A brewing controversy over the elimination of horse stables from a future use Master Site plan has triggered heated questions about how the facility is overseen and managed.
A Performance Auditor is a unique position, one pioneered by the County of Orange back in 2008, and probably the most crowning achievement from our board of supervisors in recent memory – offering what I consider a very cost effective and nonpartisan approach toward self government, one that uses data and investigation to fuel ongoing adjustment of policies and also test policy ideas.
Expect what you inspect.
Over the course of three decades covering virtually every level of government as a reporter, that concept keeps ringing true to me.

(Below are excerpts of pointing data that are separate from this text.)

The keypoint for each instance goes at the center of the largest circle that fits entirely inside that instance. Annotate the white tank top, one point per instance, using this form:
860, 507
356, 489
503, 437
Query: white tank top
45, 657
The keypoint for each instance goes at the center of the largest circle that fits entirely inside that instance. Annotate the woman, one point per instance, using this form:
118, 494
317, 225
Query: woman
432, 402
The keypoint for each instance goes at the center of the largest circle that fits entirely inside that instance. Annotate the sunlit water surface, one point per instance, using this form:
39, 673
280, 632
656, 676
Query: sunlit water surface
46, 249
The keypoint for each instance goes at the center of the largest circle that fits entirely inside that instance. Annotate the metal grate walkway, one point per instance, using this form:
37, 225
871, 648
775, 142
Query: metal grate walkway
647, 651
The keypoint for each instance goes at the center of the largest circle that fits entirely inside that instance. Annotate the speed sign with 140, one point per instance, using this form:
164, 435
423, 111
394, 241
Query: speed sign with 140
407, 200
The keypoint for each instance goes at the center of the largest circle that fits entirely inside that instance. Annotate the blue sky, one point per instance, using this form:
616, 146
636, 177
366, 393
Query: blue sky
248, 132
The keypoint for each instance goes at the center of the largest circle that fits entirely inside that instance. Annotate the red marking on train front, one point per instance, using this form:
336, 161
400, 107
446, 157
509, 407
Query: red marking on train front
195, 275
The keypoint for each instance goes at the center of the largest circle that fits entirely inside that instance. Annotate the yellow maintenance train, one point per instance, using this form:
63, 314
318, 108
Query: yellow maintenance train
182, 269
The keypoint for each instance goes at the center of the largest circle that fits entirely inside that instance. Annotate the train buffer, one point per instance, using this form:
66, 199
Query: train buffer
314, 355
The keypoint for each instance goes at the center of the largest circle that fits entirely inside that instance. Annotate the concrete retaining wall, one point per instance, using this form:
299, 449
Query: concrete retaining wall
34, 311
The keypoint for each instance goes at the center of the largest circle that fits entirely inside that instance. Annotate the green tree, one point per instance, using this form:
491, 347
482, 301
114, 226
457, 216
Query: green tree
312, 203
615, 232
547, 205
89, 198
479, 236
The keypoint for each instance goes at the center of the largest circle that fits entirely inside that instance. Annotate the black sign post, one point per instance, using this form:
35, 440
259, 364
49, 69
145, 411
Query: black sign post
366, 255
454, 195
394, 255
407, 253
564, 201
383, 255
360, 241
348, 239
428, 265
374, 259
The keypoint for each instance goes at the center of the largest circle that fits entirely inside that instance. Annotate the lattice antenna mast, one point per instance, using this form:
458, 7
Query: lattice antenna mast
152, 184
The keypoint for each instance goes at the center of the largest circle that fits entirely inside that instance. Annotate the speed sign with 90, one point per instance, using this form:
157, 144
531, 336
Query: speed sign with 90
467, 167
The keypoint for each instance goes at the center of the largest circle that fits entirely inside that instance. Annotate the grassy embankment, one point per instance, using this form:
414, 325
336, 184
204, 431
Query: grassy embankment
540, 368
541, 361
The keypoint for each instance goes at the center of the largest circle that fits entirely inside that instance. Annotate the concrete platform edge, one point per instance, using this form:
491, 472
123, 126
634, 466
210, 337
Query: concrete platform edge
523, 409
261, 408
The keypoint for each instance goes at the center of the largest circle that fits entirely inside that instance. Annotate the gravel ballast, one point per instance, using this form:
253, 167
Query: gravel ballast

Performance audit allows policy makers – especially part-timers – to challenge a CEO, an industry, special interest or governing notion in real time. It gives policymakers the ability to send out management analysts – not just accountants – to really look over the management of public finances and assets.
A CEO focuses on the key, day-to-day functioning of agencies, and most often is not in a position to ask about, much less push for, system change. They are managers.
Meanwhile, a Performance Auditor is able to consistently work with a board of directors to help them effectively question an entrenched bureaucracy or test out policy ideas for the public.
Yet it also creates a big danger for politicians in that it cuts down on the unknowable. Hard data creates accountability, which forces decisions.
One of the first Performance audits at the County of Orange came about in 2008 after county supervisors had the newly-formed unit look into a special Orange County Register investigation into Deputy Sheriff’s soaring overtime.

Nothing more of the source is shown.